Update on February 2009 Activities
March 13, 2009
- General News
- Strategic Advisory Board – Significant progress has been made towards the formation and formal charge of a Strategic Advisory Board for HathiTrust. The Strategic Advisory Board will guide HathiTrust development efforts, convene task forces to address specific issues such as cross-institutional technology development and de-duplication, and develop policies for HathiTrust and its partners.
- Coordination between UM and UC Staff – In March, teams from the University of Michigan and the University of California continued a series of working meetings on HathiTrust technologies and infrastructure to prepare for ingest of UC content. These meetings have been positive and informative on all sides. Pending adjustments to current processes, including the abilities to incorporate bibliographic data and OCR with coordinate information in the ingest package, volumes from UC will begin entering the repository.
- Datasets – Extraction of volumes from the repository to form sample datasets for research is set to begin shortly. For a description of the datasets to be made available, please see the HathiTrust Long-term Functional Objectives .
- HathiTrust growth – Ingest rates increased slightly this month, at just over 150,000 volumes. This will increase with ingest of content from Indiana University and the University of California, which we hope to begin in late March or early April.
- Deployment Status
- Establishing Indiana Mirror Site – Web hosting infrastructure work was completed at the Indiana site, but a software problem introduced further delays. The problems have been resolved, and with all preparation nearly complete, we expect to bring the site online in March.
- Development Update
- Ingest - Work on adapting the ingest system to work with the new version of Google’s delivery system (GRIN) and to accommodate UC content is underway.
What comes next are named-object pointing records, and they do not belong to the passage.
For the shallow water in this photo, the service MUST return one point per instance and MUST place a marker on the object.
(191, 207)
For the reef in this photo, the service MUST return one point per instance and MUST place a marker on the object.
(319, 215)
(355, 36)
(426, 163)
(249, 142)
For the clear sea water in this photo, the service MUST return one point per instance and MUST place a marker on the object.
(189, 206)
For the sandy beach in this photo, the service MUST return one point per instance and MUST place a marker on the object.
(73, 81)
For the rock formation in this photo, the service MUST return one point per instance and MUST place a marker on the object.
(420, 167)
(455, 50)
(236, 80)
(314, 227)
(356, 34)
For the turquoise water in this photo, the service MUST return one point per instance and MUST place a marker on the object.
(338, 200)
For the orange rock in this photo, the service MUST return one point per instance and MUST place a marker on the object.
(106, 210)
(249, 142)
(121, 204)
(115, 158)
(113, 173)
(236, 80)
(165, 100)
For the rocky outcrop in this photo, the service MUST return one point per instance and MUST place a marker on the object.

Notable developments include accommodating differences in UC content packages (variance in file naming and the inclusion of bibliographic and coordinate data in the archival package) and the development of new ingest reports.
- Large-scale Search – Load testing was completed in February, with the exception of tests on smaller indexes to confirm limits on input/output operations per second. Strategies for hardware configuration and acquisition are now being explored.
- API – The draft functional specification for the HathiTrust Data API was discussed and refined but remains a work in progress. Implementation of the beta Data API is more than half done and will soon be shared for review by partners.
- Replication – Additional work was done to support replication of full-text indexing on the repository instance in Indiana.
- Public Discovery Interface - Work on the temporary public beta HathiTrust discovery interface is underway. As described in the short-term functional objectives, we are adapting VuFind software to provide a comprehensive bibliographic search interface for use on a temporary basis while specification and development work on the more permanent, WorldCat Local-based interface is underway. A mock-up for integration of this interface with existing Collection Builder, Page Turner, and beta full-text search interfaces has been created, and functional modifications/customizations of the software are in progress.
- 152,235 new volumes were added in February.
- As of March 1st, the repository contained a total of 2,650,188 volumes.
- 23,350 public domain volumes were added in February, bringing the total number of public domain volumes to 402,883 (15% of the total content).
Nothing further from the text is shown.